The Norwegian coastline is an endless array of craggy stone mountains, snow-capped throughout winter, treeless and barren year round, soaring on either side of deep blue fjords, inlets of the sea formed millions of years ago when the glaciers retreated.
Sailing south along the coast, additional hours of daylight greeted us. Our last day aboard ship the sun shone and the stark blue sky delighted eyes grown accustomed to darkness.
Highlights of our adventure...
Norwegian folk songs and Christmas carols chanted at a midnight concert in the Arctic Cathedral in Tromso.
A visit to the Magic Ice house in Svolvaer, a warehouse chock-full of ice sculptures of Vikings, trolls and sea creatures. An ice bar supplied drinks to warm our insides. Hats, gloves, coats, boots and scarves also helped!
Ice cream in what is advertised as the best ice cream shop in Norway. Flavors vary with seasonal ingredients. The fresh ice cream was very good, but I remain a Ben and Jerry's fan.
Lots of choices for Ben and Jerry fans!
Shops similar to Wawas and 7-Elevens sell the ice cream.
And 7-Elevens are everywhere in Norway.
While on the subject of food...I never thought I would get tired of lox, but by the end of the cruise opted for other offerings.
Night walks on the ship's observation deck, necks stretched back, eyes searching the sky for the Northern Lights.
Hub and I participated in an inaugural trip (members of an elite group of excursion virgins) to a marble mine (not part of our Road Scholar program). Donning hard hats and life jackets, we rafted along mine waters in the interior of a mountain, tasted fresh-tapped mountain water, enjoyed local fare (vegetable soup and flat bread), and learned a bit about marble mining. The road leading to the mine - a word used loosely, as it was more a snowplowed path - caused heart palpitations as the tour bus maneuvered hairpin turns in darkness during a snow storm, the ride downhill more precarious than the trip up the mountain. No guard rails, only a driver with experience navigating Norway's roads. He also played the accordion, entertaining us during our meal in the mine.

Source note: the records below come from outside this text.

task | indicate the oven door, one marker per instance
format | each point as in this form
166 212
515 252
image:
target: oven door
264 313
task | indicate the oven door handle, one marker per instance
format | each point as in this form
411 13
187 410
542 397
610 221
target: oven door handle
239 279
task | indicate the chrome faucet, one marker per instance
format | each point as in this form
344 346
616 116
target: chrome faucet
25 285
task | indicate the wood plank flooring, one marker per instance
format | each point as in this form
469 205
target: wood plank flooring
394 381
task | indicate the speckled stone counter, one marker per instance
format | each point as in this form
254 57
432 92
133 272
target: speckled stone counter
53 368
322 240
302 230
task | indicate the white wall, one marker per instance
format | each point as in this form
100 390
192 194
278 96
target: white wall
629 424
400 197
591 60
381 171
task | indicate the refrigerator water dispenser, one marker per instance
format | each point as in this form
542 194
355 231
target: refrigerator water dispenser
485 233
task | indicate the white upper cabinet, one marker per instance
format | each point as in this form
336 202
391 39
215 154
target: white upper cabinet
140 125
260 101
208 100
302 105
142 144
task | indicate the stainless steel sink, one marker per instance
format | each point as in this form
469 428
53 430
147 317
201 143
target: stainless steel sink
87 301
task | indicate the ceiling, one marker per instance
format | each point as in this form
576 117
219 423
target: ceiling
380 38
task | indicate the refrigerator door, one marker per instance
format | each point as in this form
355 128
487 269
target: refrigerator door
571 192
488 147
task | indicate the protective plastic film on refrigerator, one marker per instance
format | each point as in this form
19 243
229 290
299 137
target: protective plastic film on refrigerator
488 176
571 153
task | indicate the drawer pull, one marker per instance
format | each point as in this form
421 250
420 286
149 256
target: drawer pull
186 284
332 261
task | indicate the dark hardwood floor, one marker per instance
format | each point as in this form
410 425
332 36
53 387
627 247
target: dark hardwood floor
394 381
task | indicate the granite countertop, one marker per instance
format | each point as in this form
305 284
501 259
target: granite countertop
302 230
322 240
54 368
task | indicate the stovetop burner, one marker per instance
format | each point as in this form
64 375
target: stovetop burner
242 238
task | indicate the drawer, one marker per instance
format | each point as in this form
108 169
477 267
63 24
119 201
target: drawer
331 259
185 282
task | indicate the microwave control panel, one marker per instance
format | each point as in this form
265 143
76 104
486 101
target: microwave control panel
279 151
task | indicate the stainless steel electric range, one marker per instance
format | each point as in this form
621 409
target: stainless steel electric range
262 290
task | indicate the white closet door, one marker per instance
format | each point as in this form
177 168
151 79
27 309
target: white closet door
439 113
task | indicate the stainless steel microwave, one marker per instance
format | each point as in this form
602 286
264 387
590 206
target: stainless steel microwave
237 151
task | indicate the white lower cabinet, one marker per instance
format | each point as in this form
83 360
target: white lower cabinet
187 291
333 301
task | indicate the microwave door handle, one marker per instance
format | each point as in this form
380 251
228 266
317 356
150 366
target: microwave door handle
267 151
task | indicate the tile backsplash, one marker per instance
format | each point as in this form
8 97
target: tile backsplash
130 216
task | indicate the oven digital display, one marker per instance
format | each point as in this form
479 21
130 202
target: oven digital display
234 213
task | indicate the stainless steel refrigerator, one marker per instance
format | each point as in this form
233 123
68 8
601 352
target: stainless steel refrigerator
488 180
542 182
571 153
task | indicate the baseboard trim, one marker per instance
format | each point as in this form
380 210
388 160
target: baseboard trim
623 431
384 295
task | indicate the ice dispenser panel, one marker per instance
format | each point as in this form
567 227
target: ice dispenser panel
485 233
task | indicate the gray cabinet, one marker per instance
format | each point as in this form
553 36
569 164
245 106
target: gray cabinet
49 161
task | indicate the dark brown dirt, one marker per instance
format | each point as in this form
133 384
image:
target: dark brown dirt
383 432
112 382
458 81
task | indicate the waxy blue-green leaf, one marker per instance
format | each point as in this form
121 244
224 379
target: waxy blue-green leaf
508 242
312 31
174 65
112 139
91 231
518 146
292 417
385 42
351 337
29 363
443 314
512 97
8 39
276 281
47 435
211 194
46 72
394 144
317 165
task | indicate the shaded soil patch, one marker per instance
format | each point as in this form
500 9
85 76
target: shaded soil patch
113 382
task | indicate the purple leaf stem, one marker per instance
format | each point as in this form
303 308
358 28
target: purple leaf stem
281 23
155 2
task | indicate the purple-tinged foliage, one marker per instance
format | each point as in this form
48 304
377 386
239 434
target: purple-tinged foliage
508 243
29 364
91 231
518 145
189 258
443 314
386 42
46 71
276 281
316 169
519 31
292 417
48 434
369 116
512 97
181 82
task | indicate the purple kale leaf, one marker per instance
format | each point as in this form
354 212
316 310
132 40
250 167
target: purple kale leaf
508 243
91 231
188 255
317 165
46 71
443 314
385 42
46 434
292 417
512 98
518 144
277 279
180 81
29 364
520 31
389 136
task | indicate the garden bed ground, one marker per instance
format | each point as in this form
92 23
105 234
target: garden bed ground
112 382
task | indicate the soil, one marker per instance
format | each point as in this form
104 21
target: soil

Bus excursions into the countryside and walking tours of towns illuminated by holiday decorations brightened our days and provided opportunities for fresh air and exercise. We were lucky temperatures hovered around 32 degrees, moderate for December, although bundling up a necessity before venturing outdoors. Wind our adversary, freezing temperatures along with strong blasts occasionally limited outdoor activity. We experienced snow, rain and a mixed bag while wandering ice-covered streets and sidewalks, heated pedestrian paths, lighted walkways and rocky, uneven trails.
Commercial fishing and fish farming are major industries. These are salmon holding centers, part
of a fish farm operation.
Oil has made Norway a prosperous country.
The days passed quickly and suddenly discussions of disembarkation procedures and flights home jar us back to everyday lives.
Following two plane rides and a two hour drive, we arrived home 5:00 p.m., 17 hours after leaving our hotel in Norway. After a quick take-out dinner from our local pizza shop, hub fell asleep at 6:00 p.m. and I lasted until 7:30 p.m., sleeping until morning while dreaming of fjords, fish, snow-capped mountains, and a rolling ship.